Ha massacrato Chiara Monda lasciandola in fin di vita ma ha comunque ricevuto una riduzione della pena. Dov’è la giustizia? Chiara siamo tutti con te!

È proprio vero “al peggio non c’è mai fine”, quando meno te lo aspetti arrivano delle vere sentenze shock, un po’ come quella di qualche tempo fa in cui venivano riconosciute delle attenuanti nei casi di violenza sessuale.

Quella di oggi, poi, ha davvero dell’assurdo. Può un uomo violento e pericoloso avere una riduzione di pena dopo aver ridotto la sua ex fidanzata un vegetale?

chiara insidioso monda sentenza

Chiara Monda, quando la giustizia è una chimera

È il 4 febbraio 2014 quando la giovane Chiara Monda viene letteralmente massacrata di botte dal suo fidanzato Maurizio Falcioni che le frattura una mandibola e un’orbita, le spappola la milza e le provoca un grosso ematoma al cervello costringendola a diversi mesi di coma.

A innescare tale violenza la gelosia nei confronti di Chiara da parte del suo fidanzato che la accusava di avere un amante. L’uomo, sotto l’effetto di droghe, e con indosso le scarpe antinfortunistica, ha colpito Chiara più volte anche quando la ragazza era a terra ormai esanime.

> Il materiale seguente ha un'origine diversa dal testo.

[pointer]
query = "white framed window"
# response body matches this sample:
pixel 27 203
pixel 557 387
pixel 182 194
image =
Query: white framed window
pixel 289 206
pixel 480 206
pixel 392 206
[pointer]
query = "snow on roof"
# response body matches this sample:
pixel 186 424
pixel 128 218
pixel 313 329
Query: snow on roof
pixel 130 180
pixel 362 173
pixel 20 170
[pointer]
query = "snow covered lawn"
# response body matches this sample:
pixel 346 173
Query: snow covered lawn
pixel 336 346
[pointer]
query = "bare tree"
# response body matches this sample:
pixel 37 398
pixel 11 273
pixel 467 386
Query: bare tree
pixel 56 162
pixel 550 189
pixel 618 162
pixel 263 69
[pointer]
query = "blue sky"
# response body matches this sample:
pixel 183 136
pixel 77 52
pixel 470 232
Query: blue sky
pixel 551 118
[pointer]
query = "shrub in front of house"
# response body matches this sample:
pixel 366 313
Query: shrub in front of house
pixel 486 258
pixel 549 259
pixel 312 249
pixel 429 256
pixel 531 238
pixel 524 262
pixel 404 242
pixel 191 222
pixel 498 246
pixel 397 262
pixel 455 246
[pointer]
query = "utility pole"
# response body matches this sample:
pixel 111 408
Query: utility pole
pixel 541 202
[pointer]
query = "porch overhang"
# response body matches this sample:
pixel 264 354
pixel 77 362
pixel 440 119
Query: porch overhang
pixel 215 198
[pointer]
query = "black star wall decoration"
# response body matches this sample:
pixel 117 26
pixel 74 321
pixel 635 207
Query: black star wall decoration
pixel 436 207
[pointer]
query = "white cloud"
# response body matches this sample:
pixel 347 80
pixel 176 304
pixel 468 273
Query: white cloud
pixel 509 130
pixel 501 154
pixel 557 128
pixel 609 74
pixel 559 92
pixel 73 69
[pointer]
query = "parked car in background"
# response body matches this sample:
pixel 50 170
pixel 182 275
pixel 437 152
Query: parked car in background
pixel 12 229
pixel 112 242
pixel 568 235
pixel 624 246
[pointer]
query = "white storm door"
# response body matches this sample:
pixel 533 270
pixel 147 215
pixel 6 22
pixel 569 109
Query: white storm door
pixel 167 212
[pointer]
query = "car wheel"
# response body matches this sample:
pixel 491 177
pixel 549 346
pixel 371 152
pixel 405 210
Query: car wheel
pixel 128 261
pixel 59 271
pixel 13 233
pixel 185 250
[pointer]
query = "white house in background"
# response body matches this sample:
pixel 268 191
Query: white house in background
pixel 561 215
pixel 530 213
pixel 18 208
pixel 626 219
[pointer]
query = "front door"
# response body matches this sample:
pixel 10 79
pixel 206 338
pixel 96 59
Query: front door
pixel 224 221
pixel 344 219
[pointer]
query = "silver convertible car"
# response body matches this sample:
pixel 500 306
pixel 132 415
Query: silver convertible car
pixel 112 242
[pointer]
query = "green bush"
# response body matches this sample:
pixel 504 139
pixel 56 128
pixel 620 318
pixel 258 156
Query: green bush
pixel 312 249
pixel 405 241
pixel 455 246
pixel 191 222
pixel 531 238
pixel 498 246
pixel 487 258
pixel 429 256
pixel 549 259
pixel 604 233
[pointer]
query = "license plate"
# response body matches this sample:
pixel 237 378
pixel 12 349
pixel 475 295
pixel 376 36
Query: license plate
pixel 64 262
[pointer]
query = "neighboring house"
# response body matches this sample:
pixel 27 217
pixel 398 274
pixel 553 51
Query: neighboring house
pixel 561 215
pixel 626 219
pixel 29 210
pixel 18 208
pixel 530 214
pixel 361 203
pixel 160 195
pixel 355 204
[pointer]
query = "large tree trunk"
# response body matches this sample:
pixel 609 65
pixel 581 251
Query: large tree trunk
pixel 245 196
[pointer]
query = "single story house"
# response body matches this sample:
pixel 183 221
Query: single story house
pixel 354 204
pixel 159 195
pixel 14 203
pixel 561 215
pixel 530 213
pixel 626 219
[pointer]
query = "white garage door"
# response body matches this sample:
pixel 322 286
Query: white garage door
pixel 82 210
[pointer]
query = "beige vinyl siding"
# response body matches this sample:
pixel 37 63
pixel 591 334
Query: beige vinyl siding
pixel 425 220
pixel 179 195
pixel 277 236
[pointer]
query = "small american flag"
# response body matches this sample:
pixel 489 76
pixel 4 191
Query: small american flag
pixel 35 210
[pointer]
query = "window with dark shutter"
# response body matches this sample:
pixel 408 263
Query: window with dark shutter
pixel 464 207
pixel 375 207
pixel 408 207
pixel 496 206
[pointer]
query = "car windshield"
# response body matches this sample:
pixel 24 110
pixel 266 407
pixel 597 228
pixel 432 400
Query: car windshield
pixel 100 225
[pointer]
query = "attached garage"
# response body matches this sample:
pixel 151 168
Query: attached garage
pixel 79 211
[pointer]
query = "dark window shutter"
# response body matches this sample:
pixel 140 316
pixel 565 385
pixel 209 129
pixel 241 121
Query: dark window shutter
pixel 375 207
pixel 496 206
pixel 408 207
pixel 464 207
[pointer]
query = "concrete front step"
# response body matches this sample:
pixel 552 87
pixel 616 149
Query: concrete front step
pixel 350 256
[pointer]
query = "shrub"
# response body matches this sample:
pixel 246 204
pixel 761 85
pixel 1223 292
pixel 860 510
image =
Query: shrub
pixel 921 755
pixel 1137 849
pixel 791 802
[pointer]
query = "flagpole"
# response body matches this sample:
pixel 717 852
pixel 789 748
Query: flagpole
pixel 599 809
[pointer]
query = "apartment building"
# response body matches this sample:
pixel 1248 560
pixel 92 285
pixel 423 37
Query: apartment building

In primo grado, con rito abbreviato, al carnefice vengono dati 20 anni di carcere (anche pochi a mio parere) mentre in Appello l’uomo vede ridursi la pena di 4 anni.

Inutile raccontare lo sgomento vissuto in aula da familiari e amici nel momento della lettura della sentenza. Il papà di Chiara, il signor Maurizio Insidioso Monda, è addirittura svenuto in seguito a un malore.

Dall’Ospedale Santo Spirito, ancora incredulo, dice: «Ora sono in ospedale al Santo Spirito non ho tanta voglia di parlare sono stanco. Ora è tutto buio. Vedere lui ridere e darsi le pacche sulle spalle con il suo avvocato è stato duro».

Come dargli torto. Il danno e la beffa. Fuori dal Tribunale, chiaramente, tanti gli insulti verso coloro che hanno deciso di ridurre la pena al grido di “Vergogna, vergogna”.

A poco è servito che l’uomo, in udienza, abbia chiesto scusa alla famiglia la realtà dei fatti è che Chiara è immobile e non potrà mai più sorridere e vivere per colpa sua.

Questo quanto detto da Falcioni come dichiarazione spontanea: «Non volevo. Lo giuro, non volevo ridurre Chiara in quello stato. Quel giorno abbiamo litigato più violentemente del solito. L’ho spinta, qualche schiaffo di troppo è volato, è vero. Ma non pensavo di farle tanto male. Non so cosa mi sia preso, non ho controllato la mia forza».

La mamma di Chiara, la signora Danielle, a riguardo delle dichiarazioni di Falcioni ha detto: «Che l’imputato abbia chiesto scusa in udienza conta poco, lui uscirà fra 16 anni dal carcere, Chiara invece è condannata a vita».

Un’altra sentenza shock, come ormai la giustizia italiana sempre piu’ frequentemente ci regala. Un’altra di quelle storie che non vorremmo mai leggere sui giornali e di cui, invece, ce ne sono a bizzeffe.

E voi unimamme cosa ne pensate di questo ennesimo errore giudiziario? È mai possibile fare uno sconto di pena a una persona del genere? Diteci cosa ne pensate.